Corruption has always been a hot topic for Kenyans but recently it has become a national obsession. We all know that graft is deeply rooted in this country and threatens our economic development. So the focus should now be on: how can we address corruption effectively as a nation?

Firstly, all public bodies that can play a role in arresting graft should not only be more enabled to speedily discharge their constitutional mandate, but also be seen to be doing so. This is crucial because if institutions like the Ethics and Anti-Corruption Commission, the Judiciary, the auditor-general’s office, the Kenya Revenue Authority and even the Kenya Police are seen to be failing in their duty to arrest corruption and seed a culture of transparency in public office, the cynicism in Kenyans will only grow and so will the graft.
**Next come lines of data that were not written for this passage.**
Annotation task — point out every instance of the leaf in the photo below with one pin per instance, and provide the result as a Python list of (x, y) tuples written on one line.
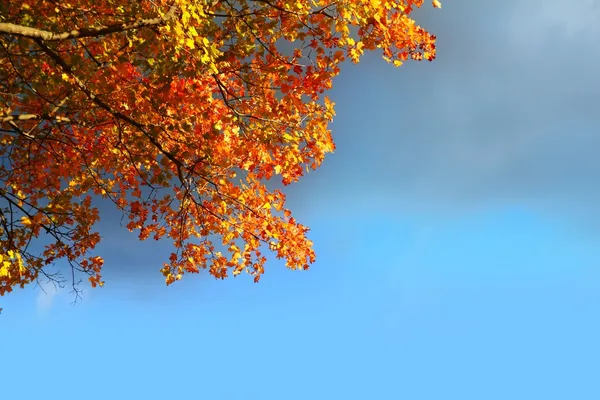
[(180, 119)]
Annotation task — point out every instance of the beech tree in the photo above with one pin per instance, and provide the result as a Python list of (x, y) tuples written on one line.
[(179, 112)]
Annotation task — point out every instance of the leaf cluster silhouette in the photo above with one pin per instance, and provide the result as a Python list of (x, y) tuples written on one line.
[(179, 112)]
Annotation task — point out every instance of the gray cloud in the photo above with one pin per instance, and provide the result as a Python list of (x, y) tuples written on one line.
[(508, 112)]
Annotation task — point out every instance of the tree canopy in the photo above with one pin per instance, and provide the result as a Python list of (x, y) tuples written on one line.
[(179, 112)]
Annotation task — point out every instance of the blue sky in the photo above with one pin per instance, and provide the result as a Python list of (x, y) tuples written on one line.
[(457, 232)]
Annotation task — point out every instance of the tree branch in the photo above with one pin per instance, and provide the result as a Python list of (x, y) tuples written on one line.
[(27, 117), (34, 33)]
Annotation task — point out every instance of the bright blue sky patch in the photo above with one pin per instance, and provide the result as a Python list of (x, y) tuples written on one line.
[(457, 231)]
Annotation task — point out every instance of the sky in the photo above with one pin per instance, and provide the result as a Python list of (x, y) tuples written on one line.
[(457, 230)]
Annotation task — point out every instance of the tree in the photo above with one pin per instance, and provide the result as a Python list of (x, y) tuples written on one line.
[(178, 111)]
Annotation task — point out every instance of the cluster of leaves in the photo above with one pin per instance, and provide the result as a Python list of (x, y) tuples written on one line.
[(178, 111)]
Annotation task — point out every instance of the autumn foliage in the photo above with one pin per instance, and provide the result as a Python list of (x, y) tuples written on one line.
[(178, 111)]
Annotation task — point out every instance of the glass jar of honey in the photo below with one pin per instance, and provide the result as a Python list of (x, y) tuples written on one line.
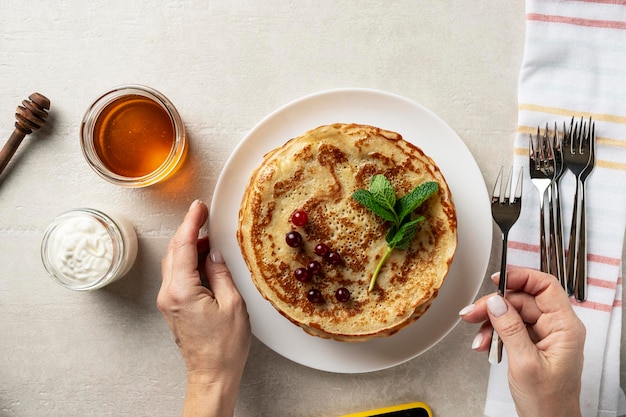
[(133, 136)]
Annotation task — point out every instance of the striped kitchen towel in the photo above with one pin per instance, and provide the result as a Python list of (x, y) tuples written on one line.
[(575, 65)]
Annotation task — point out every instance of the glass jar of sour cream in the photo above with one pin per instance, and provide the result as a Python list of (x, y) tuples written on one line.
[(86, 249)]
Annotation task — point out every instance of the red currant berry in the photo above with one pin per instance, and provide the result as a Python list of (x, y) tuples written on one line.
[(321, 249), (293, 239), (314, 296), (342, 295), (333, 258), (299, 218), (314, 267), (302, 274)]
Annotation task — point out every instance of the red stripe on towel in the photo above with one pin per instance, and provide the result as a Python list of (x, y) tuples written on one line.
[(601, 283), (592, 305), (605, 24)]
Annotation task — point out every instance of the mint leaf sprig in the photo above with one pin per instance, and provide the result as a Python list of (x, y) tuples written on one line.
[(381, 199)]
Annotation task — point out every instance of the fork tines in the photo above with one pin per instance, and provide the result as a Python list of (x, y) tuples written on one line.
[(550, 156)]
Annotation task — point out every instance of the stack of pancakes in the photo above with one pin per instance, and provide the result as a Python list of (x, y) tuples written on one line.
[(317, 173)]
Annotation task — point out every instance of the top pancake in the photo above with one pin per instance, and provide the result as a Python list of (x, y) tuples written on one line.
[(318, 172)]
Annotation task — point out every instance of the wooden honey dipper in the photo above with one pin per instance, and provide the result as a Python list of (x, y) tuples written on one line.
[(30, 116)]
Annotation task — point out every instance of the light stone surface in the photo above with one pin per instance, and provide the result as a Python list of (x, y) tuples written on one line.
[(225, 65)]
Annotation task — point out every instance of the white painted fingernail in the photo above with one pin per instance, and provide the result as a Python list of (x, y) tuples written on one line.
[(216, 256), (496, 305), (467, 309), (478, 340), (195, 203)]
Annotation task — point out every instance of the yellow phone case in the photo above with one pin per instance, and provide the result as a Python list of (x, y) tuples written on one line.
[(381, 411)]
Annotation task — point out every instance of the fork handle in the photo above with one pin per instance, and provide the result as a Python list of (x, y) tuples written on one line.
[(574, 240), (557, 256), (543, 247), (580, 284), (495, 350)]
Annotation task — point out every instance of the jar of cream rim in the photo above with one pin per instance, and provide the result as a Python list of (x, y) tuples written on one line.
[(133, 136), (86, 249)]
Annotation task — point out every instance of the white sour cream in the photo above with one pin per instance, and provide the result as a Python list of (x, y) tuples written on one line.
[(85, 249)]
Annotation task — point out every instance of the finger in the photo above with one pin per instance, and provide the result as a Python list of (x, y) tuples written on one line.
[(549, 294), (182, 251), (482, 340), (219, 278), (524, 303), (510, 327)]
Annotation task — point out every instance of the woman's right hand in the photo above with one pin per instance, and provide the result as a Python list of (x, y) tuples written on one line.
[(543, 338)]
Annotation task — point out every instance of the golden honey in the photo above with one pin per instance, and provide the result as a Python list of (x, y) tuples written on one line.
[(133, 136)]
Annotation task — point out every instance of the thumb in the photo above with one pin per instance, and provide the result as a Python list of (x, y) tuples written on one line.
[(219, 279), (510, 327)]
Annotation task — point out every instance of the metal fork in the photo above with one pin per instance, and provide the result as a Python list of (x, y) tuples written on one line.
[(505, 212), (557, 249), (541, 168), (579, 156)]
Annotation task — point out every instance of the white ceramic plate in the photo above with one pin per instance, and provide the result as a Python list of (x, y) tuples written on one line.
[(417, 125)]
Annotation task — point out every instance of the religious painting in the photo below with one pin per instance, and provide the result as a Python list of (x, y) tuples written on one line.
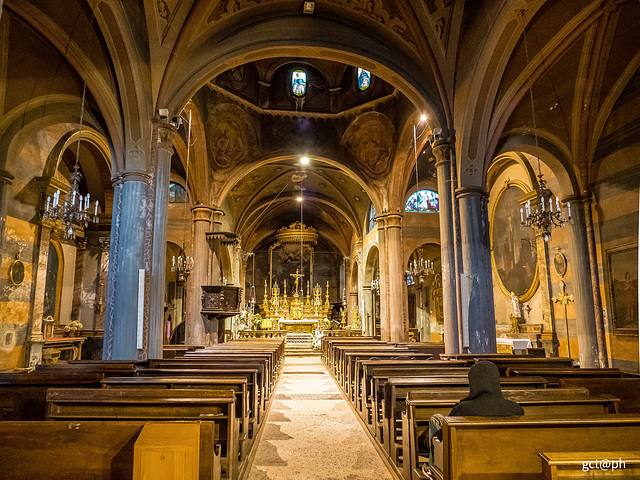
[(622, 264), (513, 247)]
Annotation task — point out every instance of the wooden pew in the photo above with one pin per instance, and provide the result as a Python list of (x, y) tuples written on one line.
[(237, 384), (97, 450), (627, 389), (256, 412), (508, 448), (421, 405), (572, 465), (553, 375), (24, 394), (385, 369), (396, 389), (216, 406)]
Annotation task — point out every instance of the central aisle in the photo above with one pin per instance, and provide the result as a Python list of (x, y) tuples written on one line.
[(312, 433)]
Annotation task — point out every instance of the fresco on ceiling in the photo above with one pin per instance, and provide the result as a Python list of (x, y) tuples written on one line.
[(423, 201)]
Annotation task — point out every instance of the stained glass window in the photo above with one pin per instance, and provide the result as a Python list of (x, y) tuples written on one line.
[(423, 201), (364, 78), (299, 82), (372, 217)]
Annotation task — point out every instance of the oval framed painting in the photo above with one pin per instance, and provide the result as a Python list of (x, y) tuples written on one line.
[(514, 255)]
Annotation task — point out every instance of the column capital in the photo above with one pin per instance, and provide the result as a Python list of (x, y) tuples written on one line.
[(472, 191), (442, 149), (131, 176), (166, 133), (201, 213), (6, 177)]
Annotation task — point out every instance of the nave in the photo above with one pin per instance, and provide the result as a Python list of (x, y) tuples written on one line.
[(311, 432)]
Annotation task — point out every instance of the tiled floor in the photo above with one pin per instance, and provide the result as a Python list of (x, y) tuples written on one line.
[(312, 433)]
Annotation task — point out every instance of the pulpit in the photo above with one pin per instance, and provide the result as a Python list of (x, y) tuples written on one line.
[(218, 303)]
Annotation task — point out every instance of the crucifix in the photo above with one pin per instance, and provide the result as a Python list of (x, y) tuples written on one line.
[(564, 299), (297, 276)]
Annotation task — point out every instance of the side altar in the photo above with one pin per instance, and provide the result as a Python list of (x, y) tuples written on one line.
[(294, 313)]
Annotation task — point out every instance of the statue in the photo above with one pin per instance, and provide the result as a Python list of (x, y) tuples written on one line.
[(515, 305)]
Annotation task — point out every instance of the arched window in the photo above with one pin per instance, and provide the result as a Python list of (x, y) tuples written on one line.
[(177, 193), (423, 201), (372, 218), (364, 78), (299, 82)]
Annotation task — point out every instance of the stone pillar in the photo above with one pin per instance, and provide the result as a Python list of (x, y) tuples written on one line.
[(548, 338), (162, 150), (442, 152), (581, 275), (78, 280), (126, 259), (393, 288), (5, 182), (476, 258), (199, 274)]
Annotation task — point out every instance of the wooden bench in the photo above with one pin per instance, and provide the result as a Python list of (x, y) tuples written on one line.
[(482, 448), (627, 389), (24, 394), (97, 450), (396, 389), (572, 465), (237, 384), (216, 406), (422, 405)]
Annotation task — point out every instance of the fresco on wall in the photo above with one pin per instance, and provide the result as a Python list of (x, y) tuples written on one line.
[(623, 285), (513, 246)]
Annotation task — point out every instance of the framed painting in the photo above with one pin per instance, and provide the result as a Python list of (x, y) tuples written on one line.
[(622, 265), (514, 256)]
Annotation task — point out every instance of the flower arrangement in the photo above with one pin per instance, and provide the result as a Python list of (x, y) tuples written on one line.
[(72, 327)]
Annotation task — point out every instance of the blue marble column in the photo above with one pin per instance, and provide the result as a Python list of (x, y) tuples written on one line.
[(161, 152), (442, 152), (126, 255), (582, 285), (476, 259)]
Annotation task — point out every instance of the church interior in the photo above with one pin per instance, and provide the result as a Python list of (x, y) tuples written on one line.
[(257, 209)]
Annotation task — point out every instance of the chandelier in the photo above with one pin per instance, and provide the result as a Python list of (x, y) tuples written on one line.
[(419, 269), (182, 264), (74, 213), (540, 215)]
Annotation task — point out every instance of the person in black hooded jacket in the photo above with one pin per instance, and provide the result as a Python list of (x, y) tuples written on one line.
[(484, 400), (485, 397)]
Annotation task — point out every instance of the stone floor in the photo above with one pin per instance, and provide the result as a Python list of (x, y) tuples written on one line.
[(312, 433)]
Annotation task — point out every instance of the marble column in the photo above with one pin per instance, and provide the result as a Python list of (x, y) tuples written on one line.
[(442, 152), (162, 150), (476, 259), (5, 183), (583, 292), (394, 290), (126, 255), (199, 274)]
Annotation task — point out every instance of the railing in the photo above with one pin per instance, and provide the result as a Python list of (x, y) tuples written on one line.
[(262, 333)]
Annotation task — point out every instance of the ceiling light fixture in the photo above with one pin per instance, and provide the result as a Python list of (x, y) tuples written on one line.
[(308, 7)]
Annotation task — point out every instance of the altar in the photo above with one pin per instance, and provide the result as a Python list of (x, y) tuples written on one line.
[(306, 325)]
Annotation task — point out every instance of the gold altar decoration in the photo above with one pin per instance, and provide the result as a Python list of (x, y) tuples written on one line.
[(292, 313)]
Secondly, those suspected of corruption must be charged and those found guilty prosecuted. This has been said numerous times but Kenyans are still waiting for the day when a high profile public graft case will end with an official being prosecuted and actually facing consequences such as imprisonment. One major problem is that the language of corruption has been politicised and any allegations of graft are interpreted by the accused as witch-hunting.

This is problematic because the politicisation changes the narrative from one where graft is the focus to one where the public postulates as to whether the accused is guilty and/or why they would be “witch-hunted”. The only way this can be arrested is if both leaders allied to government and those who are not are treated in exactly the same manner and undergo the same process. Only then will it be clear that ending graft, and not witch-hunting, is the aim.

Thirdly, ­leverage on technology. We have already seen the role the Integrated Financial Management Information System (Ifmis) played in preventing the fraudulent procurement at the National Youth Service in which Sh826 million could have been stolen. Ifmis flagged the irregularities and allowed action to be taken to prevent disbursement. Kenya should build on this and look up to Chile. Research by the World Bank makes the point that Chile has created one of the world’s most transparent public procurement systems in the world. ChileCompra was launched in 2003, and is a public electronic system for purchasing and hiring. It has earned a worldwide reputation for excellence, transparency and efficiency. In 2012, users completed 2.1 million purchases issuing invoices totalling $9.1 billion (Sh924 billion). We need to study such examples.


Finally, we have to understand what graft looks like under devolution. The truth is that with devolution, the number of public officials has increased. Therefore, theoretically speaking, there are more fingers in the public money pot and more avenues through which money can “disappear”. It is crucial that we learn the new governance structures, how counties manage and disburse their funds, and the holes that exist that facilitate both petty and grand graft.

Some of these strategies are being deployed such as technology in the use of Ifmis, but more can be done. It is crucial that Kenyans evolve beyond complaining pessimistically about corruption, believing that no improvements will be made. Rather, they should remain vigilant and determined to end corruption. Only then do we stand a chance of arresting this serious social ill.